The synthesis of "Janus" particles (whose hemispheres are physically or chemically different) is of growing importance for the development of novel materials, but the behavior of such particles in external fields has not been studied in depth. The application of AC electric fields in aqueous suspensions of anisotropic particles leads to unbalanced liquid flows and nonlinear, induced-charge electrophoretic (ICEP) motion. We report experimental observations of the motion of "Janus" microparticles with one dielectric and one metal-coated hemisphere induced by uniform fields of frequency 100 Hz - 10 kHz in NaCl solutions. The motion is perpendicular to the field axis and persists after particles are attracted to a glass wall.
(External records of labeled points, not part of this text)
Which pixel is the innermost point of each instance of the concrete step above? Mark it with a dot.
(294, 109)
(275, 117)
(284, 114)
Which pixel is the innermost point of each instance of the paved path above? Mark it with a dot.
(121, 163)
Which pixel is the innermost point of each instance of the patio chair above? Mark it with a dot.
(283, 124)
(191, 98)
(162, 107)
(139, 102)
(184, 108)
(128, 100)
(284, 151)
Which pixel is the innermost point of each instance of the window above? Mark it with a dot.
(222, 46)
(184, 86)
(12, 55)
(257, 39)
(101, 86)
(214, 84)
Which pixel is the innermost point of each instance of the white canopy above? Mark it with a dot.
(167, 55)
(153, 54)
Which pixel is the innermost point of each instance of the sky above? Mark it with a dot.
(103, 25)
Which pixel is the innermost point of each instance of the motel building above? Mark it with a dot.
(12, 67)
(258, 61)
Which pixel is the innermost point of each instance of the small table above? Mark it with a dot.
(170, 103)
The velocity as a function of field strength, AC frequency and particle size are consistent with ICEP theory in dilute solutions (≤ 100 μM), but we observe anomalous behavior at higher concentrations, including no motion above 10 mM. The metallodielectric Janus particles' motion across uniform AC electric field lines is, to our knowledge, the first report of this fascinating phenomenon that can now guide further development of nonlinear electrokinetic theory. The propelling metallodielectric particles may find applications as microscopic mixers, "shuttles", self-propelling on-chip sensors, microactuators and microsensors in MEMS devices, optoelectronic devices or for separations in microfluidic devices.